His siblings were also affected. His elder sister, who had taken on a parental role, did not believe he had died until she saw his body in the pit. The judge said evidence showed the whole family sustained emotional shock, understandable given the circumstances under which “poor Michael met his death”.

He said the family were angry with the education authorities for not assisting with the funeral.

“While time is a healer, they were still suffering two years later. Their mental agony had been exacerbated by the unfeeling attitude of the education authorities. Mr Komape was prevented from removing Michael’s body from the pit. He was forced to delete photographs he took at the scene.

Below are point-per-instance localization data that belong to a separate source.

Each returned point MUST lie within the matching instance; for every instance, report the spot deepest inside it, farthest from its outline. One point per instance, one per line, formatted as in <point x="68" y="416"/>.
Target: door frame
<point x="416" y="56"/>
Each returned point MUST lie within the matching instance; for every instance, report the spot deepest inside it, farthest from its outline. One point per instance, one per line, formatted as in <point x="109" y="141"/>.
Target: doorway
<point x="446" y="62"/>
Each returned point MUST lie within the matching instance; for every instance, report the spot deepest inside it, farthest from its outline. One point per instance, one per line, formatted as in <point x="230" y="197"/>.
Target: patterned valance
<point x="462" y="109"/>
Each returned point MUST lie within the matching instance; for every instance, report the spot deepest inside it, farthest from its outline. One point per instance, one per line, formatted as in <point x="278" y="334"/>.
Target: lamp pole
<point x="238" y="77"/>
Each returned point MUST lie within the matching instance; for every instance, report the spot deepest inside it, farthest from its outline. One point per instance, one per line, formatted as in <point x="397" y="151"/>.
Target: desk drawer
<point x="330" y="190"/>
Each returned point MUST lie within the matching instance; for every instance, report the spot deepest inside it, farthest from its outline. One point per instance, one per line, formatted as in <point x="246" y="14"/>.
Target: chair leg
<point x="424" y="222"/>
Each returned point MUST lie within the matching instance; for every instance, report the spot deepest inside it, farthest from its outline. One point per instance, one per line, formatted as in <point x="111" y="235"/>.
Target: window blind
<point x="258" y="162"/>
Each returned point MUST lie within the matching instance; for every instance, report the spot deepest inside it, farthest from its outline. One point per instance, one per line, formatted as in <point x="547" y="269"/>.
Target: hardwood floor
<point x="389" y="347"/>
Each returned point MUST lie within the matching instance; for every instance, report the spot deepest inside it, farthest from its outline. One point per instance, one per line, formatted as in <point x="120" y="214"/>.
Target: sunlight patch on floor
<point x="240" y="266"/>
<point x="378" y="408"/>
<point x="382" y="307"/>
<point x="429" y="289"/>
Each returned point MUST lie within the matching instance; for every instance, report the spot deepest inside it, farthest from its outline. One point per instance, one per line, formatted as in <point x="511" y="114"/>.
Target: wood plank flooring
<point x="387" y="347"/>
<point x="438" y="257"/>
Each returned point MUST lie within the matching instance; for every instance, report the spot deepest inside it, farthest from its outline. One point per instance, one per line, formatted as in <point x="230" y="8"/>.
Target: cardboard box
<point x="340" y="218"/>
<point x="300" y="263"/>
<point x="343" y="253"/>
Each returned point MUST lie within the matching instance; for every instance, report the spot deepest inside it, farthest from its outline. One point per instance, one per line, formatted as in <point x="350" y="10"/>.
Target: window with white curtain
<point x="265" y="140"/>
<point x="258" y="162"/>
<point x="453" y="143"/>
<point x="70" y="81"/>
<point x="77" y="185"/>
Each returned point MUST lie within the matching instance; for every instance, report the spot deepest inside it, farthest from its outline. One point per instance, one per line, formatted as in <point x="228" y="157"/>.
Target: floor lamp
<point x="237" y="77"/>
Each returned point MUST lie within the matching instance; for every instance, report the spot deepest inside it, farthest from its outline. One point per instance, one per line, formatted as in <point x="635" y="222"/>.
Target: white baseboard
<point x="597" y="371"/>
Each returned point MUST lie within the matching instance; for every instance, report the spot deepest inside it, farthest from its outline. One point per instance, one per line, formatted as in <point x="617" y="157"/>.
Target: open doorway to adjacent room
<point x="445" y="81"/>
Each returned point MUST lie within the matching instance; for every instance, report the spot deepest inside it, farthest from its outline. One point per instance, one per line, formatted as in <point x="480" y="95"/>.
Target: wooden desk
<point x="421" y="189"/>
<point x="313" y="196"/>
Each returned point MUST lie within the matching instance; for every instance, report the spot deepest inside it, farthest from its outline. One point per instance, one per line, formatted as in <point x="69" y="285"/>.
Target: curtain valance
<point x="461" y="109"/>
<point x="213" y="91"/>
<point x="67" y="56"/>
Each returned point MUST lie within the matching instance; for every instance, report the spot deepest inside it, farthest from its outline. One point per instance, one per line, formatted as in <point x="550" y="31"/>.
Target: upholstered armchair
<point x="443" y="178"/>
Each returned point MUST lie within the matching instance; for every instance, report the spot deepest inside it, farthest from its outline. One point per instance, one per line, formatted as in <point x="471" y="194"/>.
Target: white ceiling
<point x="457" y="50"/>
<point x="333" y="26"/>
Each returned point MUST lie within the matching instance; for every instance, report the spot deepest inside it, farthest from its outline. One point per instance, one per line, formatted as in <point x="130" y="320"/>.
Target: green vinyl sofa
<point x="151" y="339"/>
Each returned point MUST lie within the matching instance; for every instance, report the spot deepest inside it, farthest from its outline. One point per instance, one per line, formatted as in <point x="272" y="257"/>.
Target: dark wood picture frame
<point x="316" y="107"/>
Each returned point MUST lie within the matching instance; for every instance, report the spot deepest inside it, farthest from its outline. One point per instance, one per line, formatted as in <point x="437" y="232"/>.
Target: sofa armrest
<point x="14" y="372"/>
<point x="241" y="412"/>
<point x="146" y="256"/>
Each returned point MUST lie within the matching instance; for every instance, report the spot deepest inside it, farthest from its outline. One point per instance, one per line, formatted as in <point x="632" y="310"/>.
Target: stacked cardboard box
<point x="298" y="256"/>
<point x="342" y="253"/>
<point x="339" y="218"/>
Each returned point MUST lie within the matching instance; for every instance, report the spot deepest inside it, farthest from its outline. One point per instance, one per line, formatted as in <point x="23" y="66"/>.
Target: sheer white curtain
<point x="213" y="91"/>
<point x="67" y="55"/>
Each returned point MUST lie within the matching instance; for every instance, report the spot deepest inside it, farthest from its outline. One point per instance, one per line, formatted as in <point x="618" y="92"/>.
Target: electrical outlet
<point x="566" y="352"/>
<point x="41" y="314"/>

Forced to relive the trauma

“The first contact from the school was when they were asked if they could use his name on certain donated furniture. No-one asked them how they were coping.”

Judge Leach said it was “somewhat startling”, and wrong, that the Limpopo court had dismissed Claim A – and that in spite of concessions of negligence, the respondents had refused to settle the matter, insisting it go to trial.

“The family were forced to go to court and relive the trauma. They were subjected to unsympathetic and cruel cross examination, while the respondents tried to defend the indefensible. It is to be deprecated in the strongest possible terms,” Judge Leach said.

When the matter was argued in September, Richard Spoor Incorporated (RSI) requested to also be admitted as an amicus curiae, which was refused. Giving reasons for this, Judge Leach said RSI had argued that it was the representative in a class action against Tiger Brands on behalf of the families of 86 children who were among the 200 people known to have died in the listeriosis outbreak.

“RSI submitted that the common law needed to be developed to provide equitable redress for families of children who have been wrongfully killed. But there were insurmountable obstacles. First they have a financial interest in the matter, because they are acting on a contingency basis.

“And it would be stealing a march on Tiger Brands. It would obtain a precedent binding in the high court. This is both opportunistic and unfair.”